Con la bóveda de Lucas, en fin, los personajes ya no se mueven en el mundo. Al mismo tiempo, el formidable desarrollo tecnológico determina que sea muy difícil resistir a la tentación de hacer todo lo que se puede hacer, de utilizar todos los recursos y movilizar todos los medios, olvidando que el cine, aún más que la literatura, al igual que la poesía, es sobre todo cocina; es decir, consiste más en descartar que en usar recursos: más en renunciar a imágenes (y palabras) que en acumularlas. Es este un principio general, para la conducta y para el arte: nunca uno debe hacer todo lo que puede hacer. Es bueno que se nos pongan límites, porque un mundo sin límites es un mundo sin mediaciones, sin cuerpos, sin obstáculos y, por lo tanto, sin rodeos y sin deseos. Ahora bien, esta tentación tecnológica, muy presente desde siempre en el ámbito de la destrucción y de la guerra (pensemos en las tesis de Gunther Anders sobre el “declive prometeico”, esa distancia entre lo que la tecnología puede hacer y lo que puede representarse un ser humano), esta tentación, digo, se ha apoderado de tal modo de la producción (también de la cinematográfica) que cabe decir que una parte de lo que ocurre en nuestras pantallas viene a dar la razón a Roth: tanta realidad resulta imposible, increíble; se revela finalmente irreal y además de pésimo gusto: el pésimo gusto de nuestro ello reprimido. El mundo no debería proporcionarnos jamás los medios de dar forma, y menos materialidad, a nuestras fantasías. Esa es la peor pesadilla concebible: la de que nuestras ocurrencias mentales tomen inmediatamente cuerpo en el mundo, sin filtros, sublimaciones o resistencias. La tecnología, con todas sus ventajas, se ha puesto al servicio de la fantasía, no de la imaginación, y acaba cerrando bajo una misma bóveda la fantasía y la realidad. Ese cierre constituye el fin paradójico de la ficción.

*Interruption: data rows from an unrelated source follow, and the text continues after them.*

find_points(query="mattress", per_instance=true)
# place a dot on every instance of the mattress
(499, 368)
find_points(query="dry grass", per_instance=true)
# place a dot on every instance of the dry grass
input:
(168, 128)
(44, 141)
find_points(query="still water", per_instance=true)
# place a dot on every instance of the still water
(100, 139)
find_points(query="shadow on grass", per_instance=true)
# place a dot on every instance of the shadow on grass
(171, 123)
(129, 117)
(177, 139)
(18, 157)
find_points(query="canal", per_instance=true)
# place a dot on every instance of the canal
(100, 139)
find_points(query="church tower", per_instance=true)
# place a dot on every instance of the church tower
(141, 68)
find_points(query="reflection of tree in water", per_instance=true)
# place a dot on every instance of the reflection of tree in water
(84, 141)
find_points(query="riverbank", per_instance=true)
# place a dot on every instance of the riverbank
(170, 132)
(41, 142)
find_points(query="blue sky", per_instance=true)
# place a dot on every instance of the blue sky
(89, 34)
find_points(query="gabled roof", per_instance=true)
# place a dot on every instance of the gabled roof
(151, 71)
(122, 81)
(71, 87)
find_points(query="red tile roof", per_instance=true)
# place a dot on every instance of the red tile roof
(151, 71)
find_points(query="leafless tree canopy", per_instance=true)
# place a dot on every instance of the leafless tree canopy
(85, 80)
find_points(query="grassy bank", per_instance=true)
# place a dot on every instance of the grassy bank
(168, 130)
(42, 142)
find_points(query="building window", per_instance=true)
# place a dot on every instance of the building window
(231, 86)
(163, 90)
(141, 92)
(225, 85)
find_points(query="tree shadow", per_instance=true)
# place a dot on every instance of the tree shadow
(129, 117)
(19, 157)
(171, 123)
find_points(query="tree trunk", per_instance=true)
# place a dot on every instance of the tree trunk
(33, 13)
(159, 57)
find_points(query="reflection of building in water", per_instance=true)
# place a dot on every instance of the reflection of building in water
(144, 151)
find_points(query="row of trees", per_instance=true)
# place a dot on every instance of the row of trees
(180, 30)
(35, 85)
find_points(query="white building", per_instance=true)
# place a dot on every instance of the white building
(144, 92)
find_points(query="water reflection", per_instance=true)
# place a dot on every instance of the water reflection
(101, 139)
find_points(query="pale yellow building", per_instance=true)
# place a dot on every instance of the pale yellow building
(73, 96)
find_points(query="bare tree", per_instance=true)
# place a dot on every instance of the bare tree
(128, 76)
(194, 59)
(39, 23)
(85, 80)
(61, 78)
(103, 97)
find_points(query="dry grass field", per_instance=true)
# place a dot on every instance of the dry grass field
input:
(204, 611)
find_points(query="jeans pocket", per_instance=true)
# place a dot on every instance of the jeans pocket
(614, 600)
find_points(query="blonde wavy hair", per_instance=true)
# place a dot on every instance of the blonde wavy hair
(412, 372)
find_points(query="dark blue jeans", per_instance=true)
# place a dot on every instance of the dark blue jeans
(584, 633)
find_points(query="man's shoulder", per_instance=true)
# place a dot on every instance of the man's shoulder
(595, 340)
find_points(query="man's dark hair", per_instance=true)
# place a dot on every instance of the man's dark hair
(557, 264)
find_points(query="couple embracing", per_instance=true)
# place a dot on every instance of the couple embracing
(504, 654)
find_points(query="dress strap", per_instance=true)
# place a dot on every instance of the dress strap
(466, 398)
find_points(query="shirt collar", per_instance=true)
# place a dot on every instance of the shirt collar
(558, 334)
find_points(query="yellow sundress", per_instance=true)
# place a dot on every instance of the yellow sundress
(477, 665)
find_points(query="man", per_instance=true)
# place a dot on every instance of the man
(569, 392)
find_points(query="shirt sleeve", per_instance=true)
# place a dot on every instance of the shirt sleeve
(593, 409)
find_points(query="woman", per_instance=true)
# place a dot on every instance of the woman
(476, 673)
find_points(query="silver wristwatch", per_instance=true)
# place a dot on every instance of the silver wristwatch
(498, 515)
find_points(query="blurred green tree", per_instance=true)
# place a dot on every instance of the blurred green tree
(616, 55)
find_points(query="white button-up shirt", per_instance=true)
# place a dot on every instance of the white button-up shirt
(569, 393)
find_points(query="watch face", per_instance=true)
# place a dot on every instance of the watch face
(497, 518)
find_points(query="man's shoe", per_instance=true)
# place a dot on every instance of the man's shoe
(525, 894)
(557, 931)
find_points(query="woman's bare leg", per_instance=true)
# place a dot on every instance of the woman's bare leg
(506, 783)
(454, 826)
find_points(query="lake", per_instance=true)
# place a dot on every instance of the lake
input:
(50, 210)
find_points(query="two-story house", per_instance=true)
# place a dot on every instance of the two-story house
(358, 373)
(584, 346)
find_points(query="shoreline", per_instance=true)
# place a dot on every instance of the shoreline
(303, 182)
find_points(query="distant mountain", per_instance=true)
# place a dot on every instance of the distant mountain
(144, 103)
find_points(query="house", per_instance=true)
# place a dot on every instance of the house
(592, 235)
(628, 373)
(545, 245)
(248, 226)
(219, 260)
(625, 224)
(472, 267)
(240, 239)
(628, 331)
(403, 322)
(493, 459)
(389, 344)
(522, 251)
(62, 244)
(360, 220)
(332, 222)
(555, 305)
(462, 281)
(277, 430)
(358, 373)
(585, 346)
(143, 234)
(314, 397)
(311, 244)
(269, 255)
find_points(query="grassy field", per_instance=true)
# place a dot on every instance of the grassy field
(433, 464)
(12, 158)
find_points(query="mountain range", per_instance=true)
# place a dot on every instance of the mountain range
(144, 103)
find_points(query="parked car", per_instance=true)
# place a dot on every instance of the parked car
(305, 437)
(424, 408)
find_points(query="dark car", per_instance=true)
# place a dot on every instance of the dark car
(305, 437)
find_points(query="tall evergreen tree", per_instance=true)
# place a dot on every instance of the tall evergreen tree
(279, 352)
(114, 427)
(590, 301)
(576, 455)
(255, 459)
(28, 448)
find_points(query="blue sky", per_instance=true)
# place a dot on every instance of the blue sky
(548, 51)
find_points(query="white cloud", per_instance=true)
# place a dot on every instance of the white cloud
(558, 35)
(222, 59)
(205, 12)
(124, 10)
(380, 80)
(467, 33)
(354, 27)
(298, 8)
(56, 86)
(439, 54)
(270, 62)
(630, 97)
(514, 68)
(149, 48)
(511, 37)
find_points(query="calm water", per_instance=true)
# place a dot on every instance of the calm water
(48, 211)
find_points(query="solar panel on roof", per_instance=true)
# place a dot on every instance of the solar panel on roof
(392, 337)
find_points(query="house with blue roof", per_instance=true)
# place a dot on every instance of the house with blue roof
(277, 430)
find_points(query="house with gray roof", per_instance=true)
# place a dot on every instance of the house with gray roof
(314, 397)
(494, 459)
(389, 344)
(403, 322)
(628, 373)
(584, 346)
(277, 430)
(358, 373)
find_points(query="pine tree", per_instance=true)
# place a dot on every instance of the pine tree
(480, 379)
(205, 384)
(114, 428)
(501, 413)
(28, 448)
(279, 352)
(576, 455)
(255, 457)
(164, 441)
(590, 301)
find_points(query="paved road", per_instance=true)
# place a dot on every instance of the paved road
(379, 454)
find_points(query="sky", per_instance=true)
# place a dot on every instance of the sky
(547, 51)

Es malo que se haya desautorizado al mismo tiempo el magisterio de tantos artistas muertos cuyo conocimiento nos ahorraría tanto trabajo
¿Es el cine una fábrica de sueños, como pretende la publicidad de Hollywood? Es, como hemos dicho, un objeto de pensamiento, un objeto pensado y un objeto que piensa. Precisamente porque es un objeto narrativo, y no un sujeto intelectivo, nos emociona, lo que se presta a toda clase de peligros que, en todo caso, debemos aceptar y defender. Pero es un objeto de ficción y sirve, entre otras cosas, como la literatura, para conservar esa diferencia, una de las conquistas fundacionales, lo hemos dicho, que nos identifican como humanos. El cine, como la literatura, existen no para remedar o repetir la realidad sino para proteger la ficción, lo más verdadero que existe. Eso implica, desde el primer momento, distancia o, lo que es lo mismo, interiorización de los códigos cinematográficos: ya nadie tiene miedo, por ejemplo, de que la locomotora y el caballo de la pantalla irrumpan catastróficamente en la sala, como ocurrió con las primeras proyecciones públicas. La pantalla es pantalla porque vela y revela, porque une y separa. La ficción es peligrosa, por supuesto, porque puede usarse para la propaganda, porque puede hacernos pensar y porque puede trastocar emocionalmente todos nuestros valores (por no hablar del peligro de convertirse en un loco cinéfilo o en un director de cine), pero mucho más peligrosa que la ficción es la incapacidad creciente para distinguir entre la ficción y la realidad: ese es, lo estamos viendo, el peligro puritano, ideológico o autoritario de los que creen, de derechas o de izquierdas, que la ficción no puede permitirse nada que no podamos permitirnos en la realidad o que no encaje en la realidad que queremos idealmente construir. Resignémonos: defender la autonomía de la ficción es la única forma posible de defender la realidad, que sólo es creíble si permite otras formas de vida a su lado. Curiosamente, en la última década hemos asistido a una inversión de los papeles: como consecuencia de la producción tecnológica de imágenes identitarias y de la erosión del espacio público, hemos acabado por desarrollar una inédita suspicacia frente a la ficción, con la que rompemos fácilmente el pacto de verosimilitud, mientras que nos entregamos con credulidad ciega a la falsa transparencia de la información, tal y como lo demuestra el fenómeno de las fake news. Nos parece más verosímil, por ejemplo, el terraplanismo o el conspiracionismo que el final gozoso e infantil de La diligencia.
En todo caso, no se pueden desdeñar los cambios tecnológicos que se han producido en la producción, distribución y recepción de las obras cinematográficas. El cine está más vivo que nunca, pero no podemos ignorar estas rupturas antropológicas y sus consecuencias. Digamos que hoy tenemos que defender la “autonomía de la ficción” (esas hojas movidas por la brisa y esos horizontes –como espinazos al revés– que sostienen los cuerpos en el espacio) no solo frente a los puritanos, los autoritarios y los propagandistas, sino frente a las imágenes tecnológicas y sus soportes de recepción.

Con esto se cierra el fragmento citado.